My replacement statement:
Pressure falls exponentially according to the change in gravitational potential divided by a characteristic gas-specific potential. Mathematically:

P / P0 = exp( - Delta_U M0 / (RT) ) = [def] exp( - Delta_U / U_gas)

This is no longer arbitrary because it relies on the difference in potential between two points, and allows you to calculate the pressure ratio between those two points.

I introduced H' myself, so it's not surprising that we don't see it within your reference. I'll recap the definitions here. In my notation, M0 is the molecular mass and g0 is the surface gravity.

U_gas = RT / M0 = 84,087 m2/s2

H = RT / (M0 g0) = U_gas / g0 = 8.6 km (as expected)
H' = M0 GM / (RT) = GM / U_gas

In my Stack Exchange question, I wrote down two expressions for the pressure given radius / altitude. The form I've written in this comment is the "one equation to rule them all". You can obtain the expression for either case with that, using the specific definition for gravitational potential difference.
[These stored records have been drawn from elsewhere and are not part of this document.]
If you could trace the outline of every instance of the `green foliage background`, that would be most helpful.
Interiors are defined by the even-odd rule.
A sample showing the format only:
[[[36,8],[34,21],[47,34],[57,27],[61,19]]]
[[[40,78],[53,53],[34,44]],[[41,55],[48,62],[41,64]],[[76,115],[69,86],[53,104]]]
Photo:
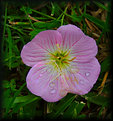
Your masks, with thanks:
[[[3,65],[1,119],[112,119],[111,111],[111,1],[35,3],[2,2]],[[30,69],[23,64],[20,52],[39,32],[74,24],[93,37],[98,45],[97,59],[101,73],[93,89],[86,95],[68,94],[48,103],[26,88]],[[103,82],[105,74],[108,76]]]

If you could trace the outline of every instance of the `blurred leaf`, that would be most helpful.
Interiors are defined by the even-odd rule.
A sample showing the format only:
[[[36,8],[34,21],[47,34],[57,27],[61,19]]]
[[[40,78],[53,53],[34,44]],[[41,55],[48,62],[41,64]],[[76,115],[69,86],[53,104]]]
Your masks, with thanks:
[[[68,95],[66,98],[65,100],[61,100],[61,102],[57,105],[57,110],[51,115],[51,119],[56,119],[72,103],[75,99],[75,95]]]
[[[12,42],[11,30],[9,27],[7,27],[7,33],[8,33],[8,44],[9,44],[9,58],[10,58],[12,56],[13,42]],[[9,59],[9,69],[11,69],[11,65],[12,65],[12,58]]]
[[[67,15],[67,16],[69,16],[70,18],[72,18],[73,22],[80,22],[82,20],[82,16],[77,16],[77,14],[75,13],[75,9],[74,8],[72,8],[72,14],[71,14],[71,16],[70,15]]]
[[[10,81],[10,87],[11,87],[11,90],[12,91],[16,91],[16,82],[15,82],[15,79],[11,79]]]
[[[40,97],[35,95],[16,97],[12,105],[13,106],[12,113],[16,113],[21,107],[31,104],[34,101],[39,101],[40,99],[41,99]]]
[[[16,98],[17,95],[20,93],[20,91],[24,88],[25,85],[26,85],[26,83],[24,83],[24,84],[19,88],[19,90],[17,90],[17,92],[15,92],[13,98],[10,100],[10,102],[8,102],[8,106],[7,106],[7,108],[6,108],[6,112],[5,112],[5,114],[4,114],[4,117],[7,116],[7,114],[8,114],[8,112],[9,112],[10,108],[11,108],[12,105],[13,105],[13,102],[14,102],[15,98]]]
[[[84,106],[85,106],[85,103],[82,101],[76,105],[77,114],[79,114],[82,111]]]
[[[62,118],[64,119],[76,119],[79,116],[79,113],[82,111],[85,103],[74,101],[70,104],[68,109],[64,112]]]
[[[102,8],[104,10],[110,11],[110,8],[106,7],[105,5],[103,5],[102,3],[100,3],[99,1],[93,1],[99,8]]]
[[[26,11],[28,14],[32,14],[32,10],[29,7],[21,7],[20,10],[24,12]]]
[[[52,20],[50,22],[35,22],[34,26],[39,29],[53,29],[60,26],[60,21]]]
[[[10,84],[8,85],[8,87],[9,86],[10,86]],[[4,90],[2,107],[7,109],[10,102],[11,102],[11,90],[10,89]]]
[[[52,8],[52,10],[51,10],[51,16],[54,16],[55,6],[54,6],[54,4],[52,2],[51,2],[51,8]]]
[[[72,102],[70,104],[70,106],[68,107],[68,109],[64,112],[62,118],[63,119],[73,119],[73,117],[75,118],[77,116],[77,110],[76,110],[76,105],[78,103],[77,102]]]
[[[23,107],[21,119],[33,119],[36,116],[37,101],[33,101]]]
[[[16,97],[13,104],[15,103],[28,103],[29,101],[31,102],[31,100],[33,101],[34,99],[38,99],[39,97],[35,96],[35,95],[26,95],[26,96],[19,96]]]
[[[86,116],[87,116],[86,114],[81,114],[81,115],[77,116],[76,119],[79,119],[79,120],[81,120],[81,119],[85,119]]]
[[[111,56],[107,56],[106,59],[101,63],[101,73],[109,71],[111,68]]]
[[[110,105],[110,98],[109,97],[97,95],[93,92],[89,92],[88,94],[83,95],[82,97],[84,97],[89,102],[92,102],[92,103],[97,104],[97,105],[104,105],[104,106]]]
[[[9,88],[10,87],[10,83],[9,83],[9,81],[7,81],[7,80],[3,80],[3,82],[2,82],[3,84],[3,88]]]
[[[31,9],[31,10],[32,10],[33,12],[35,12],[35,13],[38,13],[38,14],[42,15],[42,17],[47,17],[47,18],[49,18],[49,19],[56,19],[56,18],[54,18],[54,17],[52,17],[52,16],[49,16],[49,15],[43,13],[43,12],[39,12],[39,11],[34,10],[34,9]]]
[[[98,18],[95,18],[94,16],[91,16],[87,13],[83,14],[84,17],[86,17],[87,19],[89,19],[91,22],[95,23],[98,27],[100,27],[101,29],[105,30],[105,31],[110,31],[110,28],[108,25],[106,25],[106,23]]]

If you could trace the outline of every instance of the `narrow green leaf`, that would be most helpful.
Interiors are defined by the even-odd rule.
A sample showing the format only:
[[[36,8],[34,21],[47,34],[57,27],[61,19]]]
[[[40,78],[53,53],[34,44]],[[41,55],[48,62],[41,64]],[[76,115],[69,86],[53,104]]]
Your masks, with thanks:
[[[25,12],[25,14],[26,14],[28,20],[29,20],[29,23],[31,24],[31,27],[32,27],[33,29],[35,29],[35,27],[34,27],[33,24],[32,24],[31,19],[28,17],[28,14],[32,13],[32,10],[31,10],[30,8],[27,8],[27,9],[29,9],[29,10],[27,11],[27,10],[26,10],[26,7],[24,7],[24,6],[23,6],[22,8],[23,8],[23,10],[24,10],[24,12]],[[30,12],[29,12],[29,11],[30,11]]]
[[[20,91],[24,88],[25,85],[26,85],[26,83],[24,83],[24,84],[19,88],[19,90],[17,90],[17,92],[14,94],[14,96],[13,96],[13,98],[11,99],[9,105],[7,106],[7,109],[6,109],[6,112],[5,112],[5,114],[4,114],[4,117],[7,116],[7,114],[8,114],[8,112],[9,112],[10,108],[11,108],[12,105],[13,105],[13,102],[14,102],[15,98],[16,98],[17,95],[20,93]]]
[[[76,110],[76,105],[78,103],[77,102],[72,102],[70,104],[70,106],[68,107],[68,109],[64,112],[62,118],[63,119],[73,119],[77,116],[77,110]]]
[[[105,31],[109,31],[109,27],[106,26],[106,23],[104,21],[102,21],[98,18],[95,18],[87,13],[84,13],[83,16],[86,17],[87,19],[89,19],[91,22],[95,23],[101,29],[104,29]]]
[[[93,1],[99,8],[102,8],[104,10],[110,11],[109,8],[107,8],[105,5],[103,5],[102,3],[100,3],[99,1]]]
[[[61,26],[63,25],[64,16],[65,16],[65,14],[66,14],[67,8],[68,8],[68,6],[66,6],[66,8],[65,8],[65,10],[64,10],[64,12],[63,12],[63,16],[62,16],[62,18],[61,18]]]
[[[34,95],[20,96],[16,97],[14,103],[12,105],[13,111],[12,113],[16,113],[21,107],[24,107],[34,101],[39,101],[41,98]]]
[[[71,98],[69,98],[67,101],[65,101],[62,105],[58,106],[58,109],[56,111],[56,113],[54,113],[51,118],[55,119],[57,118],[71,103],[72,101],[75,99],[75,95],[72,96]]]
[[[82,95],[82,97],[84,97],[89,102],[92,102],[92,103],[97,104],[97,105],[108,106],[109,103],[110,103],[110,98],[109,97],[104,97],[104,96],[101,96],[101,95],[97,95],[97,94],[95,94],[93,92],[89,92],[86,95]]]
[[[54,6],[53,2],[51,2],[51,6],[52,6],[51,16],[54,16],[54,13],[55,13],[55,6]]]
[[[7,27],[7,33],[8,33],[8,43],[9,43],[9,58],[10,58],[12,56],[13,42],[12,42],[11,30],[9,27]],[[9,69],[11,69],[11,64],[12,64],[12,58],[9,59]]]
[[[17,30],[18,32],[20,32],[20,33],[21,33],[21,34],[23,34],[23,35],[26,35],[24,32],[22,32],[22,30],[21,30],[21,29],[19,29],[19,28],[17,28],[17,27],[10,26],[10,25],[8,25],[8,24],[6,24],[6,26],[8,26],[8,27],[10,27],[10,28],[12,28],[12,29]],[[26,36],[27,36],[27,35],[26,35]]]
[[[36,96],[34,96],[34,95],[19,96],[19,97],[15,98],[13,104],[25,103],[25,102],[28,102],[29,100],[34,100],[34,98],[36,98]],[[38,99],[38,97],[37,97],[37,99]]]
[[[78,103],[78,105],[76,105],[77,114],[79,114],[82,111],[84,106],[85,106],[85,103],[82,101]]]
[[[34,10],[34,9],[31,9],[31,10],[32,10],[33,12],[38,13],[38,14],[40,14],[40,15],[42,15],[42,16],[47,17],[47,18],[56,19],[56,18],[54,18],[54,17],[52,17],[52,16],[49,16],[49,15],[44,14],[44,13],[42,13],[42,12],[36,11],[36,10]]]

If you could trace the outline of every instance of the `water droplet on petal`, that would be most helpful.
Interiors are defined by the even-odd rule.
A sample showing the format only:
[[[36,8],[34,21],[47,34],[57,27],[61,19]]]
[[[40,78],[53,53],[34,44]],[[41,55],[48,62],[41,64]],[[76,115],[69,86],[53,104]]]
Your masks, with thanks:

Take r0 to be the surface for the purposes of shell-world.

Delta_U = U(r) - U(r0)
Newtonian gravity, U(r) = -GM/r:
Delta_U = GM * (1/r0-1/r)
Constant gravity U(r) = g r:
Delta_U = g * (r - r0)

If you plug these into the governing equation along with the definition of U_gas, you can obtain the expressions in the Stack Exchange question:

P / P_0 = exp( M0 g / (RT) * (r0-r) )
P / P_0 = exp( M0 GM / (RT) * ( 1/r - 1/r0 ) )

I have a high level of confidence in these expressions, and now I can articulate what I think they mean. It is an exponential of a ratio of potentials, but that is the gravitational potential difference divided by a m2/s2 quantity that you can isolate from the ideal gas equation.